But my lack of concern is related to my sig. I drink diet cola and other soft drinks in moderation. I would rarely reach a litre in one day, I don't drink it daily and I usually drink less than 600ml in a day when I do.

2 litres in a day, almost every day, of ANY drink other than water is not moderation. At those levels those other substances may start to be a factor.
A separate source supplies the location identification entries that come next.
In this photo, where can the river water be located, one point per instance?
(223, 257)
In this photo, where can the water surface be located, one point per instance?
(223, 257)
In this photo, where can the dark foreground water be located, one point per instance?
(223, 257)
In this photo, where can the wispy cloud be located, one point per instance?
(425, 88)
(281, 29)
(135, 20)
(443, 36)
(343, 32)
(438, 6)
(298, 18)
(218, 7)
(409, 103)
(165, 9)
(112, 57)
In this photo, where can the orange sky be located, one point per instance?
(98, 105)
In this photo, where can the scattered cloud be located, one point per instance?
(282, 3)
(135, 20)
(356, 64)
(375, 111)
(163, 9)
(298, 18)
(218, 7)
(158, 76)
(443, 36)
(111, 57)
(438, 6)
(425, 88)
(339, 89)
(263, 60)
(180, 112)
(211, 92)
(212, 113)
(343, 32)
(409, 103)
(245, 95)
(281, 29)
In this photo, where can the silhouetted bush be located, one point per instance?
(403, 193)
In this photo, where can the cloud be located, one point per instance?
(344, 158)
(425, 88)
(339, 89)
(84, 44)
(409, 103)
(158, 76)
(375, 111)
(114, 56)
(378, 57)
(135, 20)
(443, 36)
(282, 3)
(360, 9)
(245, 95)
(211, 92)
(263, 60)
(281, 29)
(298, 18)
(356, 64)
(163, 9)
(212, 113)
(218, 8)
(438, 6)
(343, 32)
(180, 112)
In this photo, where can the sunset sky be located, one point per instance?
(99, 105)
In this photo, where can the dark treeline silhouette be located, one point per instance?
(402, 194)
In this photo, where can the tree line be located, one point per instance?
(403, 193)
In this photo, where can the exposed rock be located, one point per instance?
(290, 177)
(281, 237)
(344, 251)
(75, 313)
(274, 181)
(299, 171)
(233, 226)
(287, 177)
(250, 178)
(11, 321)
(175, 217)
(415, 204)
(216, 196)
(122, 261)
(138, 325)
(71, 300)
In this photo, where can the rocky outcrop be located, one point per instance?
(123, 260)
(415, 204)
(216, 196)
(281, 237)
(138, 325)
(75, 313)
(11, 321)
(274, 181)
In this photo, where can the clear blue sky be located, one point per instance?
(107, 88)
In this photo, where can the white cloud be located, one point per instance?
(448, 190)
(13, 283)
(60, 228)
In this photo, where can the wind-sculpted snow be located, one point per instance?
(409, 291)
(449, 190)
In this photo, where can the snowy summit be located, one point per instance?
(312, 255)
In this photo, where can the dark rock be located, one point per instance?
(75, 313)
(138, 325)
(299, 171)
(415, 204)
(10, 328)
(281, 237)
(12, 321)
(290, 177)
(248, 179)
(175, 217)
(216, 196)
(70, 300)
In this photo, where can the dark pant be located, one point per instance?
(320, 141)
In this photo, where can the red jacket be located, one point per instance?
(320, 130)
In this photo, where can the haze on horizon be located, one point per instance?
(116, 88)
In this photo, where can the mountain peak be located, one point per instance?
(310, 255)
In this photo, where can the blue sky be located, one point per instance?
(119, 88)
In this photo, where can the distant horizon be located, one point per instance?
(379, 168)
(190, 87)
I doubt they will affect your weight but they may affect other aspects of your health.

On weight, I would be more interested in what you eat when you are drinking that cola.


----------



## jema dunks

if u need to drink pepsi i would advise diet not the max as it still contains sugar when drinking fizzy drinks always go for diet not light  or coke zero coz ther is still sugar traces


----------



## Robster65

jema dunks said:


> if u need to drink pepsi i would advise diet not the max as it still contains sugar when drinking fizzy drinks always go for diet not light  or coke zero coz ther is still sugar traces



Hi jema.

Pepsi Max contains no sugar at all and has zero calories or carbs. 

Rob


----------



## shiv

Hi Jema, Rob is right , and the same applies for Coke Zero/Light (in most places in Europe it's called Coke Light) you can always double check the nutritional info if you're unsure.


----------



## Steff

phew thank god for that......gob nearly hit the floor when jema said that


----------



## SilentAssassin1642

pepsi max - maximum taste, no sugar

its got no sugar, or carbs or well..anything


----------



## shiv

jema dunks said:


> if u need to drink pepsi i would advise diet not the max as it still contains sugar when drinking fizzy drinks always go for diet not light  or coke zero coz ther is still sugar traces



Sometimes a drink will say it has a 'trace' of sugar - I don't know legally what this actually means, but I always interpret as it meaning there is less than 1g - I might be wrong in that, but if it had a measurable level of carbs in it, they would (hopefully!) put it in the nutritional info


----------



## Ergates

Cola light is just Diet Coke, but the brand name used in Europe.  As with the others, Cola Light and Pepsi Max have either no calories, or so little you can ignore them.


----------



## caffeine_demon

has anyone noticed how different diet coke tastes in different countries?


----------



## Ergates

caffeine_demon said:


> has anyone noticed how different diet coke tastes in different countries?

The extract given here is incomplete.